Bethany crossed her arms in front of her, watching the two of them on the couch. “I’m sorry, Jane. Yes, he did say ‘Mama.’ And no, I must tell you he’s never said that word, not in the three days he’s been with me. He has said-well, some other things. But I’m trying to assess what, if anything, he means. Possibly you look like his birth mother? Or wear her perfume? You don’t look like Brianna Tillson. We may never know.”

“Hey, Phillip.” Jane cuddled him closer. Poor thing. “Sure, we can read this. Okay?” She looked up as the boy pawed through the pages. “Bethany? You were saying?”
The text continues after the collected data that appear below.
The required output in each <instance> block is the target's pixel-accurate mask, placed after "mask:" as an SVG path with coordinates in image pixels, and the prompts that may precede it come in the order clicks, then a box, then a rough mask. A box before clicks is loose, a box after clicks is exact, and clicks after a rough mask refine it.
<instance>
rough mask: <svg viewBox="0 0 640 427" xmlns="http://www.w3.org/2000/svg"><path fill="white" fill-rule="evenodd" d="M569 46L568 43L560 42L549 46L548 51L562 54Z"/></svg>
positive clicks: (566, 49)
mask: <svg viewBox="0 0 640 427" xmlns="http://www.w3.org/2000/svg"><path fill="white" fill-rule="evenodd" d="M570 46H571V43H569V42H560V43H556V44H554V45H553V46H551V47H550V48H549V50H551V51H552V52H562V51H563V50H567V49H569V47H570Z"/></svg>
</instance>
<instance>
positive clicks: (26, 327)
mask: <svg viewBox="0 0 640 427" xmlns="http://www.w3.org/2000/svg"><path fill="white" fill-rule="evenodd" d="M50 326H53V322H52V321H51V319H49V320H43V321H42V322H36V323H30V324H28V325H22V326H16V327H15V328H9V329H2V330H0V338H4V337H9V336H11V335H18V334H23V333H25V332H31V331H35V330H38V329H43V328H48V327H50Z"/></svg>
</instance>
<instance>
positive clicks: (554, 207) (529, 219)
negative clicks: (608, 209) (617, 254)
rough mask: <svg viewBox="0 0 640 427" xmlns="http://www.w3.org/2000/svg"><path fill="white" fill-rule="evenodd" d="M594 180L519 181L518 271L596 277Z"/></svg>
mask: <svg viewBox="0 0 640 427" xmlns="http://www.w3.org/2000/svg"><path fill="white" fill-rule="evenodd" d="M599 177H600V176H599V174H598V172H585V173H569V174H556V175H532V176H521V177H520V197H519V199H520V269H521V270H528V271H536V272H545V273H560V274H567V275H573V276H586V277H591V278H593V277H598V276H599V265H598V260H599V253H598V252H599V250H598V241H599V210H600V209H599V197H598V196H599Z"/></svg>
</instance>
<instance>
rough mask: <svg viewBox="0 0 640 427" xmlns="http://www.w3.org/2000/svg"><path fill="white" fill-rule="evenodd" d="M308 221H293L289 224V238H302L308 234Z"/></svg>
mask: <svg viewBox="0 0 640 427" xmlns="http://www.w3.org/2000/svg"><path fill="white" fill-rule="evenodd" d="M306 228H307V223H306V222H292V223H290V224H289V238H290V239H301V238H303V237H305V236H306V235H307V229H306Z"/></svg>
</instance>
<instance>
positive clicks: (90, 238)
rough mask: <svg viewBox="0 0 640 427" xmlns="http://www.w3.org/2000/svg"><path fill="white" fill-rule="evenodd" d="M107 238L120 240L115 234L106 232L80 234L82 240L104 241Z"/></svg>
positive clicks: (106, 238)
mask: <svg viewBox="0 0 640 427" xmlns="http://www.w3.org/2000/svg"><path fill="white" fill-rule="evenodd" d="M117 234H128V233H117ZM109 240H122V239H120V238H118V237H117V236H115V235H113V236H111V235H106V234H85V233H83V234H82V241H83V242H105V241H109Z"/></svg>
“Yes. Well. There is some discussion in the literature,” Bethany, drawing out her words, seemed to be remembering, “that children who are too young to properly imprint, or who have been removed from their biological mother and put into other arrangements for care at what might be a vulnerable time in their emotional development, might possibly fail to adapt, and subsequently create the belief system that whatever woman is presented as a caregiver is, therefore, ‘mother.’ That the word represents more of a role, you see, rather than terminology signifying a specific, singular person. We call it role conflation.”

“Mama, read book. Mama! Read book!” Phillip made himself heavy in her lap. Wiggling his insistence.

It was kind of adorable, really. Reassuring. That this tiny boy would see Jane as a mother. Oh, she’d felt the stirrings. Of course. Of the possibility that someday, with someone, there’d be a little person who was half her and half-whoever. Her own mother had always told her nothing was comparable to motherhood. But that was for someday. Here, Jane understood the sad reality. Probably the reason Phillip called her “mama” was that his own mother was dead.